Results: In 28 of 31 cases, Gas6 was upregulated mainly in podocytes. In the other 3 cases, Gas6 expression was induced in endothelial and mesangial cells, which was similar to animal nephritis models. Among 28 podocyte type cases, the expression level of Gas6 correlated with the mesangial hypercellularity score of IgAN Oxford classification and urine protein excretion. It also inversely correlated with p27 expression in glomeruli. As for the receptors, Axl was mainly expressed in endothelial and mesangial cells, while Dtk was expressed in podocytes. In vitro, Dtk was expressed in cultured murine podocytes, and the expression of p27 was decreased by Gas6 stimulation.

Conclusions: Gas6 was uniquely upregulated in either endothelial/mesangial cells or podocytes in IgAN. The expression pattern can be used as a marker to classify IgAN. Gas6 has a possibility to be involved in not only mesangial proliferation via Axl, but also podocyte injury via Dtk in IgAN.

Figure 1. Gas6 expression in human IgA nephropathy.

Biopsy samples were immunostained using indirect immunohistochemistry procedure with anti-Gas6 antibody. Representative images are shown in (A) from control patients, (B) from IgA nephropathy cases immunostained in epithelial cells, and (C) from IgA nephropathy cases immunostained in endothelial and mesangial cells. The original magnification was X200. Endo/mes, Endothelial and mesangial.

Figure 2. Gas6 stained area in human IgA nephropathy.

Gas6 stained area is expressed as a percentage of total glomerular area occupied by Gas6 immunostained area. For each sample, at least eight glomerular profiles per patient were measured. IgA epi, IgA epithelial type.

Figure 3. Correlation of Gas6 stained area with prognostic factors.

Gas6 stained area in human IgA nephropathy correlated with (A) Oxford mesangial hypercellularity score and (B) urine protein excretion. N = 28. Oxford M score, Oxford mesangial hypercellularity score.

Figure 4. Inverse correlation of Gas6 stained area with p27 positive cell number.

(A) Biopsy samples were immunostained using indirect immunohistochemistry procedure with anti-p27 antibody. p27 positive cell number was counted. The result was divided by glomeruli number. For each sample, at least eight glomerular profiles per patient were measured. p27 positive cell number correlated with Oxford mesangial hypercellularity score. (B) Gas6 stained area inversely correlated with p27 positive cell number. N = 28. Oxford M score, Oxford mesangial hypercellularity score.
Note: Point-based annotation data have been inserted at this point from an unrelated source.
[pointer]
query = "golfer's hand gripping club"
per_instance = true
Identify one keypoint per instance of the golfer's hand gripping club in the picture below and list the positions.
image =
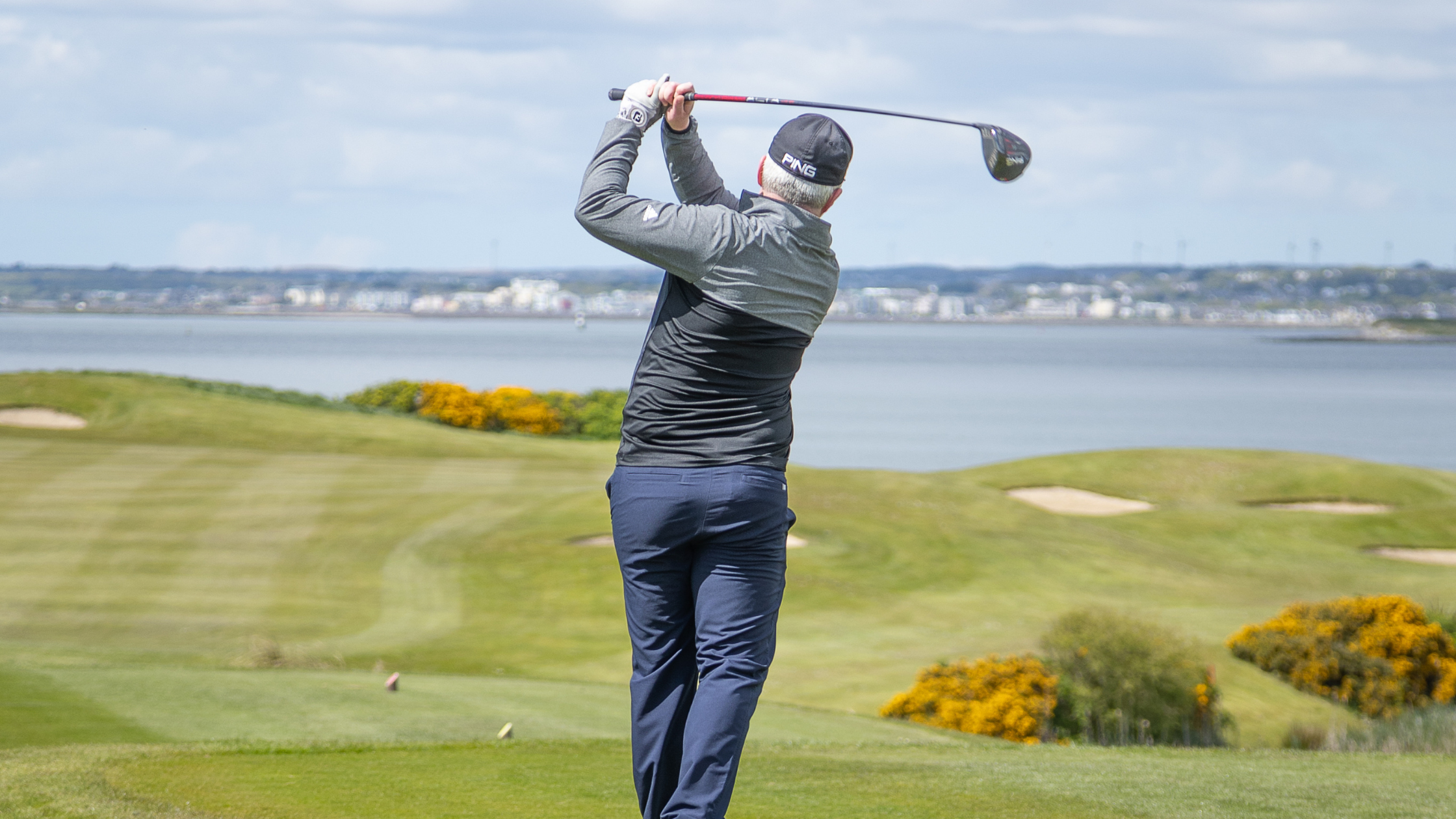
(640, 104)
(1006, 155)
Figure 5. Expression of Dtk and Axl in control glomeruli.

(A,B) Photographs of isolated glomeruli. The glomeruli were isolated from the uninvolved portion of tumor nephrectomy specimens by sieving method from three patients. The relative purity of isolated glomeruli was shown. The original magnification was (A) X100. (B) X50. (C) Ten µg of each glomerular lysate was analyzed by westernblotting with the antibodies indicated. Dtk and Axl were expressed in normal glomeruli.

Figure 6. Double immunohistochemistry of Dtk and Axl with cell specific markers or Gas6.
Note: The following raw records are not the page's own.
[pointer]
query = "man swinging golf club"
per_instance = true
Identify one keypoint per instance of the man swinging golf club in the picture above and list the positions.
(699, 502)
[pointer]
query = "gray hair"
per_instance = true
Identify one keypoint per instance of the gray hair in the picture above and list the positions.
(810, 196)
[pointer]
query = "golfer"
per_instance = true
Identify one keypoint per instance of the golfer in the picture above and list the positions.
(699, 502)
Biopsy samples were immunostained using indirect immunohistochemistry procedure with (A) anti-Dtk, anti-Nephrin (a podocyte marker), (B) anti-Dtk, anti-Gas6 or (C) anti-Axl, anti-CD34 (an endothelial cell marker), (D) anti-Axl, anti-Gas6 antibody. (A,B) Dtk immunostaining was detected in both control and IgA nephropathy, mostly merged with Nephrin. It was also merged with Gas6 in epithelial type IgA nephropathy. (C,D) Axl immunostaining was detected in both control and IgA nephropathy, mostly merged with CD34. It was also merged with Gas6 in endothelial and mesangial type IgA nephropathy. X200. IgAN, IgA nephropathy. IgA epi, IgA epithelial type. IgA endo/mes, IgA endothelial and mesangial type.

Figure 7. Effect of Gas6 on Dtk and p27 expression in podocytes.
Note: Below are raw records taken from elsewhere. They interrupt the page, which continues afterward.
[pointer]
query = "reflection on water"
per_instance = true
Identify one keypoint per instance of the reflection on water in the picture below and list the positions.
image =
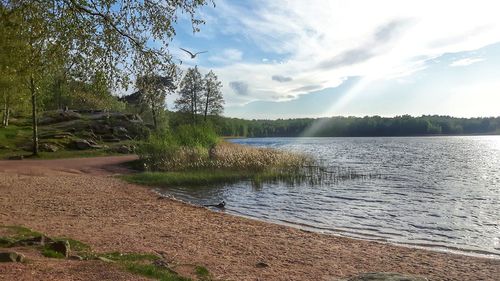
(439, 192)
Podocytes were differentiated and stimulated with recombinant Gas6 or TGFβ1 for 24 hours. Cell lysates were subjected to immunoblotting with the antibodies indicated. Then, podocytes expressed Dtk. Gas6 could increase the expression of Dtk and reduce p27, as well as TGFβ1. Representative data were shown from four independent experiments. Quantitative examinations of the band density for (B) Dtk and (C) p27 were shown. The columns and error bars are the mean ± SD of four independent experiments.